Classifications of dimonoids with at most three elements
Volodymyr M. Gavrylkiv
TL;DR
This work delivers a complete classification, up to isomorphism, of all dimonoids with at most three elements. It proves there are $8$ two-element dimonoids (with $4$ abelian and the rest partitioned into two dual nonabelian pairs), and enumerates $14$ pairwise nonisomorphic commutative three-element dimonoids (12 trivial plus a dual nontrivial pair) and $17$ abelian three-element dimonoids (12 trivial plus $5$ nontrivial noncommutative). It also establishes the existence of at least $26$ pairwise nonisomorphic nonabelian noncommutative three-element dimonoids, organized into dual-pair families, and provides the automorphism-group data for all classified cases.

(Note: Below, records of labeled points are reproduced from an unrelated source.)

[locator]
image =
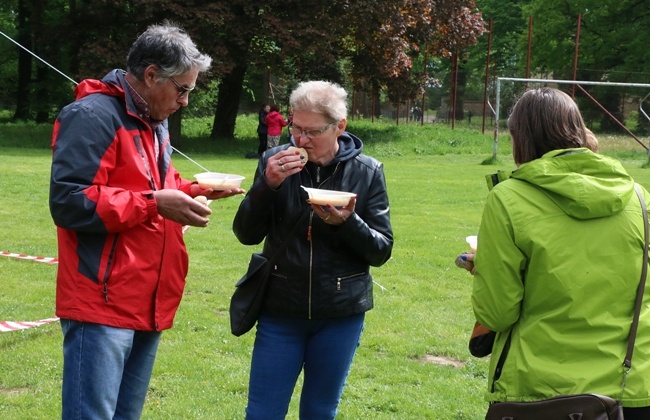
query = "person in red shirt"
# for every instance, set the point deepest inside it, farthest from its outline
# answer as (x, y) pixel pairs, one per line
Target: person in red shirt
(274, 123)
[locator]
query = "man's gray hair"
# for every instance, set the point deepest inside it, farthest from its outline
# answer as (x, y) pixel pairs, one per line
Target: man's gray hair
(319, 96)
(168, 47)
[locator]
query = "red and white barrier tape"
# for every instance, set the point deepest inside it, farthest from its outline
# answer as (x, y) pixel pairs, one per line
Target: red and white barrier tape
(6, 326)
(47, 260)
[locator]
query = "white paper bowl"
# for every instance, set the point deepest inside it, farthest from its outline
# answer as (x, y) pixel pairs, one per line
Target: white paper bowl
(331, 197)
(218, 181)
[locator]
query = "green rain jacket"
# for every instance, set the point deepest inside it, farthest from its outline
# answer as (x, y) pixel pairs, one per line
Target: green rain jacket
(559, 259)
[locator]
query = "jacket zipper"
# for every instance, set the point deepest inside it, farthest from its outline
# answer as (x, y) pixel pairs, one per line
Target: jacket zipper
(311, 247)
(108, 267)
(340, 279)
(311, 262)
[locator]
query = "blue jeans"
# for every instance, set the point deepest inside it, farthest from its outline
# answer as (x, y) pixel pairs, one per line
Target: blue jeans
(283, 348)
(106, 370)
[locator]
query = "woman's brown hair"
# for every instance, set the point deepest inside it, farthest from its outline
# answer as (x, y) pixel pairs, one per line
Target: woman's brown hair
(546, 119)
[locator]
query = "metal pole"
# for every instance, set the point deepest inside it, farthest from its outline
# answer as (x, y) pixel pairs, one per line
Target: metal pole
(575, 55)
(496, 118)
(487, 74)
(530, 41)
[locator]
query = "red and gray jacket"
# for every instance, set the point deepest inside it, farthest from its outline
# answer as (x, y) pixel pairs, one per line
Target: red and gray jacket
(120, 263)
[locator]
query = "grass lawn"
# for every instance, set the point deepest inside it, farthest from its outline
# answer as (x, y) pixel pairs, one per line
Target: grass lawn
(413, 361)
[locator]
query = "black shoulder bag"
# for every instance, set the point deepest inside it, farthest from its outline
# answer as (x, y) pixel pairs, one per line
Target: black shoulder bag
(246, 302)
(581, 406)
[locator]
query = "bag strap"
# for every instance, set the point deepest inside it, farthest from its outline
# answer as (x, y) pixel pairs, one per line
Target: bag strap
(639, 293)
(279, 249)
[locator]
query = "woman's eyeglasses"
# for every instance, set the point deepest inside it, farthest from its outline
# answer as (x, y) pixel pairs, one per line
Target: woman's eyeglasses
(310, 134)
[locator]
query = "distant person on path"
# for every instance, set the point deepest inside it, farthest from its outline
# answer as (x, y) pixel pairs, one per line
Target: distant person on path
(119, 207)
(321, 287)
(262, 129)
(274, 122)
(558, 264)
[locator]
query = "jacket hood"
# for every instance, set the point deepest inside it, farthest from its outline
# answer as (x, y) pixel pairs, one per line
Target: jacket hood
(350, 146)
(110, 85)
(585, 185)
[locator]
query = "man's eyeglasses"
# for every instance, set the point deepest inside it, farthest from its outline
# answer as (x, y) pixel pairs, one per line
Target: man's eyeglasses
(182, 90)
(310, 134)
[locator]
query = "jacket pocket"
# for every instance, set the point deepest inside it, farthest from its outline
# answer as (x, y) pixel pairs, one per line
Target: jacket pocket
(350, 293)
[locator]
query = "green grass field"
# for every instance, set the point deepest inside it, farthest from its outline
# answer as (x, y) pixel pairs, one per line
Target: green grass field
(413, 361)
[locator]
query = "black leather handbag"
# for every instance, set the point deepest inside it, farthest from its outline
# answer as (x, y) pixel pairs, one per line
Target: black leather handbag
(580, 406)
(246, 302)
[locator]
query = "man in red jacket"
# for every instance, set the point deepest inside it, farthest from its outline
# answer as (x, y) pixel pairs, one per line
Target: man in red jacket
(119, 206)
(274, 123)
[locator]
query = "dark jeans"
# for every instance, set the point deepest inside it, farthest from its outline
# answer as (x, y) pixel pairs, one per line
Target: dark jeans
(321, 349)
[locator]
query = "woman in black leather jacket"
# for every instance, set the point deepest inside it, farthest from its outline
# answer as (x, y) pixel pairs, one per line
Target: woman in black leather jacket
(321, 286)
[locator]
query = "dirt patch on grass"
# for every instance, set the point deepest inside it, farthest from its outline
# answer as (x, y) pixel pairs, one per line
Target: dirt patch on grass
(13, 391)
(442, 360)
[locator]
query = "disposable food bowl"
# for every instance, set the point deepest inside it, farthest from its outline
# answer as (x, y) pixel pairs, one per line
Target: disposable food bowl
(331, 197)
(218, 181)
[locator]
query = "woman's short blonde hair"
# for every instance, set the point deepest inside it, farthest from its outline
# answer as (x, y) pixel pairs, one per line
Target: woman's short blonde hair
(319, 96)
(547, 119)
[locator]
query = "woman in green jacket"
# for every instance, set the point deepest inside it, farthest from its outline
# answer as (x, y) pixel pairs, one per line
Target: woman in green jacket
(558, 264)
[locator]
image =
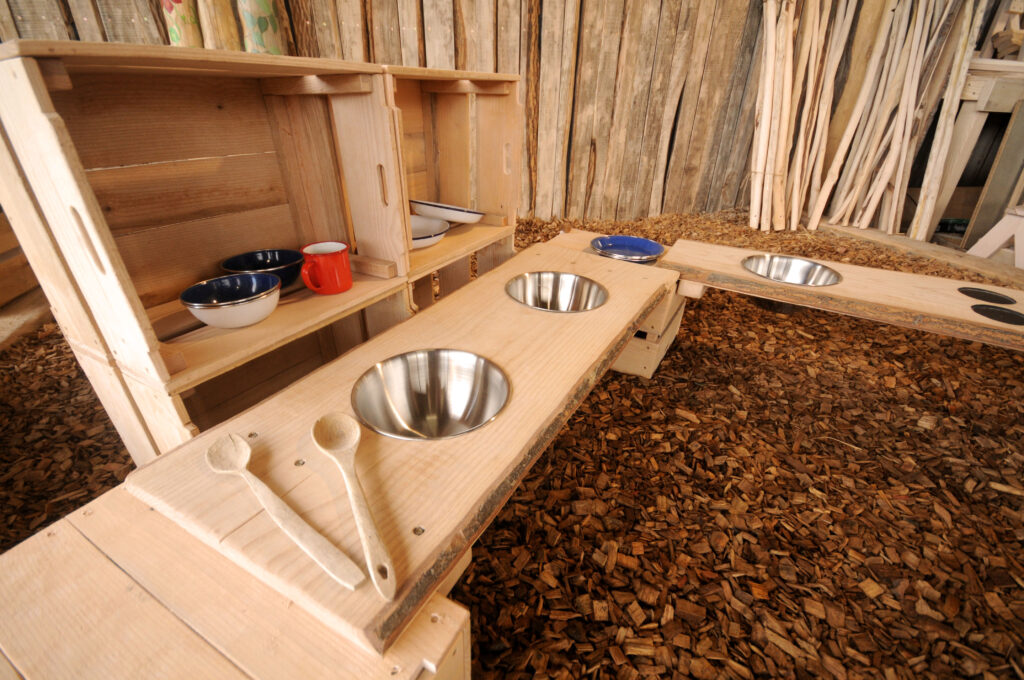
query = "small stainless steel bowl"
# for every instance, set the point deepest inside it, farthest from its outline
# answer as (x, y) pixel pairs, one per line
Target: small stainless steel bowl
(790, 269)
(430, 394)
(556, 291)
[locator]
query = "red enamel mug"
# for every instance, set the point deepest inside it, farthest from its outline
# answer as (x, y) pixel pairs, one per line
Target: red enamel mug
(326, 268)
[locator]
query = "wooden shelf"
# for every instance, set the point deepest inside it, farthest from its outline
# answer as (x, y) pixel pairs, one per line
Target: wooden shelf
(207, 351)
(458, 243)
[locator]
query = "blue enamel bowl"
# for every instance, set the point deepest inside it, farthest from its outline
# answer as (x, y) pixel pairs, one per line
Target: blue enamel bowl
(631, 249)
(232, 301)
(286, 264)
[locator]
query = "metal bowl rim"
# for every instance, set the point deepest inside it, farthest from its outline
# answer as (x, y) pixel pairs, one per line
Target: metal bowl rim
(501, 371)
(220, 305)
(770, 256)
(607, 293)
(445, 206)
(296, 261)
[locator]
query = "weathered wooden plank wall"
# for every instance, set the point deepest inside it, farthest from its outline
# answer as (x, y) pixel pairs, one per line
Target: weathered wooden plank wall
(632, 108)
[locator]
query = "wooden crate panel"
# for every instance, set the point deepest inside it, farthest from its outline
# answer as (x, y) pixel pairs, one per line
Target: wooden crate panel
(129, 120)
(140, 196)
(161, 267)
(302, 130)
(15, 274)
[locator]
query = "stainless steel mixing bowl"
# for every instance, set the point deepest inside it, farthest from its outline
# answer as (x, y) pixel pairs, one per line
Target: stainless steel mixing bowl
(790, 269)
(556, 291)
(430, 394)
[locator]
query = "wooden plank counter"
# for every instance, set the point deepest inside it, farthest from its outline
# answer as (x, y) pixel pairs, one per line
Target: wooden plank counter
(449, 489)
(116, 590)
(926, 303)
(179, 574)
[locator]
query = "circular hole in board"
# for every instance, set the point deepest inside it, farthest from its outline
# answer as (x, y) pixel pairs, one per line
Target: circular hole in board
(986, 296)
(999, 313)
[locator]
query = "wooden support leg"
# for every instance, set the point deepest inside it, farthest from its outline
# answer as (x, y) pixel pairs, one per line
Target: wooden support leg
(165, 415)
(110, 386)
(1003, 178)
(495, 254)
(454, 277)
(1011, 227)
(423, 292)
(967, 129)
(389, 311)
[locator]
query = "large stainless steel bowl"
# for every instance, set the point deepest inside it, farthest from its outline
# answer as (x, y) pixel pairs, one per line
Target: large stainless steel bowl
(790, 269)
(556, 291)
(430, 394)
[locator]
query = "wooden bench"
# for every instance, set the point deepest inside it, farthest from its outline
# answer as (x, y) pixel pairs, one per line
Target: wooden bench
(179, 572)
(916, 301)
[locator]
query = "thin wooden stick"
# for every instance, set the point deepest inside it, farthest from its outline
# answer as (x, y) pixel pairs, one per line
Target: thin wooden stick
(783, 131)
(819, 24)
(921, 226)
(844, 143)
(776, 95)
(836, 48)
(762, 121)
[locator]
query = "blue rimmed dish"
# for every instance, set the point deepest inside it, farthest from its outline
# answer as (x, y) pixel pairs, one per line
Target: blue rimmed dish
(630, 249)
(443, 211)
(235, 300)
(282, 262)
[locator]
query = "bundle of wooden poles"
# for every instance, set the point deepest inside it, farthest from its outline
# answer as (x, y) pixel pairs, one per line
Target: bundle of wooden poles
(864, 183)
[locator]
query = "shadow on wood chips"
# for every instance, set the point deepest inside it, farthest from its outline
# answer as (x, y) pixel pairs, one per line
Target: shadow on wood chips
(800, 495)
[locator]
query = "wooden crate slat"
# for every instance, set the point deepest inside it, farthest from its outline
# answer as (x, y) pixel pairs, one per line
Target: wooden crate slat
(302, 128)
(366, 136)
(48, 160)
(119, 120)
(161, 268)
(157, 194)
(16, 277)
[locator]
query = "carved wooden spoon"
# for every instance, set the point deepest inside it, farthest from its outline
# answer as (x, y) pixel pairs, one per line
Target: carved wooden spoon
(229, 455)
(337, 434)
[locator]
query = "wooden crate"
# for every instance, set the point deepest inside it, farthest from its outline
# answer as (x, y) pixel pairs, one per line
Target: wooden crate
(460, 135)
(135, 170)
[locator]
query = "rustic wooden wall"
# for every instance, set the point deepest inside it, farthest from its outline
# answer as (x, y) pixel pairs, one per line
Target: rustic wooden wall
(633, 108)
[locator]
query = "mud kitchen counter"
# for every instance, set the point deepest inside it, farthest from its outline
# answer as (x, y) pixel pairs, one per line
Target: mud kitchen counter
(178, 572)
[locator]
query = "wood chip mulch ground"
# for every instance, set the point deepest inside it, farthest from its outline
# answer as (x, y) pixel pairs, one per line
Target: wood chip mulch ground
(790, 496)
(800, 495)
(57, 448)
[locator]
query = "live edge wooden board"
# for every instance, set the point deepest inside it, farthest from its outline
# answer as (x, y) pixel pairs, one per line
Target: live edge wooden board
(446, 491)
(926, 303)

The results leverage doppelsemigroups, duality, and detailed semigroup analyses to produce explicit catalogs that support small-dimonoid structure studies and broader dialgebra applications.
Abstract
In this paper, we present complete classifications, up to isomorphism, of all two-element dimonoids, all commutative three-element dimonoids, and all abelian three-element dimonoids. We show that, up to isomorphism, there exist exactly 8 two-element dimonoids, of which 3 are commutative. Among these, 4 are abelian, and the remaining nonabelian dimonoids form 2 pairs of dual dimonoids. Furthermore, there are exactly 5 pairwise nonisomorphic trivial dimonoids of order 2. For dimonoids of order 3, we prove that there are precisely 14 pairwise nonisomorphic commutative dimonoids, including 12 trivial dimonoids and a single pair of nonabelian nontrivial dual dimonoids. We also establish that, up to isomorphism, there are 17 abelian dimonoids of order 3, consisting of 12 trivial commutative dimonoids and 5 noncommutative nontrivial ones. In addition, we demonstrate the existence of at least 26 pairwise nonisomorphic nonabelian noncommutative dimonoids of order 3. Among them, there are exactly 6 pairs of trivial dual dimonoids and at least 7 pairs of nontrivial dual dimonoids.